Australia ‘must act’ on alleged corruption

Australia ‘must act’ on alleged corruption

Australian authorities have been urged to start legal proceedings against a prominent Malaysian family over the alleged laundering of $30 million in South Australia.


A report released on Wednesday by the Swiss-based Bruno Manser Fund, an anti-corruption organisation concerned over logging of rainforests, alleges Sarawak governor and former chief minister Abdul Taib Mahmud and his family invested $30 million of unexplained wealth in Adelaide real estate in the 1990s, principally a major hotel.

Bruno Manser Fund director Lukas Straumann says the report sets out a prima facie case of money laundering and should be enough to trigger criminal proceedings in Australia.

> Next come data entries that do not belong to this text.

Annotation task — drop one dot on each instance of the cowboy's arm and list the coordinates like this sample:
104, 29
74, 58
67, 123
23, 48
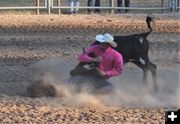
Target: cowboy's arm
84, 56
118, 67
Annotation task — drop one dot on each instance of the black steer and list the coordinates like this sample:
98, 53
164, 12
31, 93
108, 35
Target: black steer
134, 48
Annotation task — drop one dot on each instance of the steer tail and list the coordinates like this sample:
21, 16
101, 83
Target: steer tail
149, 19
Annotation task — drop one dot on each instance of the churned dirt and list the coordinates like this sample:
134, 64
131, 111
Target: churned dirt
34, 44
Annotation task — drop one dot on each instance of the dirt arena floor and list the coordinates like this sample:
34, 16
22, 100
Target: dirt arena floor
35, 44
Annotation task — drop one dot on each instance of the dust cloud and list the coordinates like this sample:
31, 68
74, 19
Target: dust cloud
129, 89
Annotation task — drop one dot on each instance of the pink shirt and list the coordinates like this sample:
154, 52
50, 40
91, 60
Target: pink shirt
112, 61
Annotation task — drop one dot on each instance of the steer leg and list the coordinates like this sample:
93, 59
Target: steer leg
144, 69
153, 68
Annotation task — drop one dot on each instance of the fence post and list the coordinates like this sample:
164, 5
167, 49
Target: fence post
49, 7
59, 4
178, 5
162, 5
37, 5
111, 4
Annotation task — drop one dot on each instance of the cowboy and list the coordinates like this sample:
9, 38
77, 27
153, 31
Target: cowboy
110, 61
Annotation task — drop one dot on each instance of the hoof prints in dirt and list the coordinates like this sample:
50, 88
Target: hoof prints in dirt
40, 89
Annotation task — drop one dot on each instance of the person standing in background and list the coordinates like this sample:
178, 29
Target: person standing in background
119, 4
74, 3
97, 4
90, 3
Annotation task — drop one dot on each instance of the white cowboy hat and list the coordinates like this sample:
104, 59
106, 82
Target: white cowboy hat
106, 38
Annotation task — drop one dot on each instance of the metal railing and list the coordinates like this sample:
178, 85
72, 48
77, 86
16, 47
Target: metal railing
37, 7
112, 7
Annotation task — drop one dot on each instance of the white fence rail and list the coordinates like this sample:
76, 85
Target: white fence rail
49, 5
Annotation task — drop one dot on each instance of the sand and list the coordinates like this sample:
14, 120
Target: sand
32, 44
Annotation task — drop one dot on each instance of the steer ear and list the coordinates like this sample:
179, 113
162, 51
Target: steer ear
83, 49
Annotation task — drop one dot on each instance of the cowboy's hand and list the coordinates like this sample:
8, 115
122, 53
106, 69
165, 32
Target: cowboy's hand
97, 59
102, 74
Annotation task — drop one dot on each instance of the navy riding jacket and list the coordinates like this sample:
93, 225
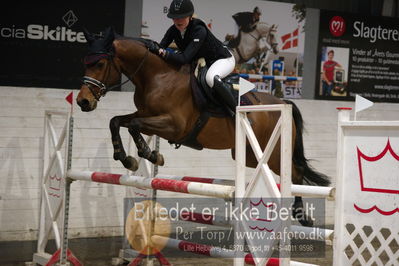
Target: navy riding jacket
198, 41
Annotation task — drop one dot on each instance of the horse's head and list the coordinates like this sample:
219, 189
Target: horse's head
272, 39
101, 73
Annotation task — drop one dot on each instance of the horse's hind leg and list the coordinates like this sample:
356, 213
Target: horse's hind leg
119, 152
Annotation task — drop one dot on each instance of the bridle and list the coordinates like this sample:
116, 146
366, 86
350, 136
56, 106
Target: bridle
102, 87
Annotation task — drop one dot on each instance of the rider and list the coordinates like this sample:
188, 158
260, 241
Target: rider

He says Taib Mahmud has been under investigation for the past four years by the Malaysian anti-corruption commission but the probe has faced strong political resistance.

“What we see here in Adelaide fits into an international pattern,” Mr Straumann told reporters in Adelaide.

“If Australian prosecutors undertook an investigation, together with prosecutors in the UK and the US, I think that would really have some weight and Malaysia could be pressured to co-operate.”

State Greens MP Mark Parnell has called on the South Australian government to investigate the allegations raised by the Bruno Manser Fund.

In a motion in state parliament on Tuesday, Mr Parnell asked the government to freeze all the Taib family’s assets in SA where no credible explanation for the wealth could be provided.

The case should be referred to the appropriate federal government law enforcement agencies, he said.

The Bob Brown Foundation has also urged the federal government to conduct an investigation.

“Australia needs to take consistent action to crack down on money laundering, tax avoidance and corruption and act to ensure higher levels of transparency,” foundation campaign manager Jenny Weber said.

“Doing nothing implicates Australia in the unacceptable practices of corruption.”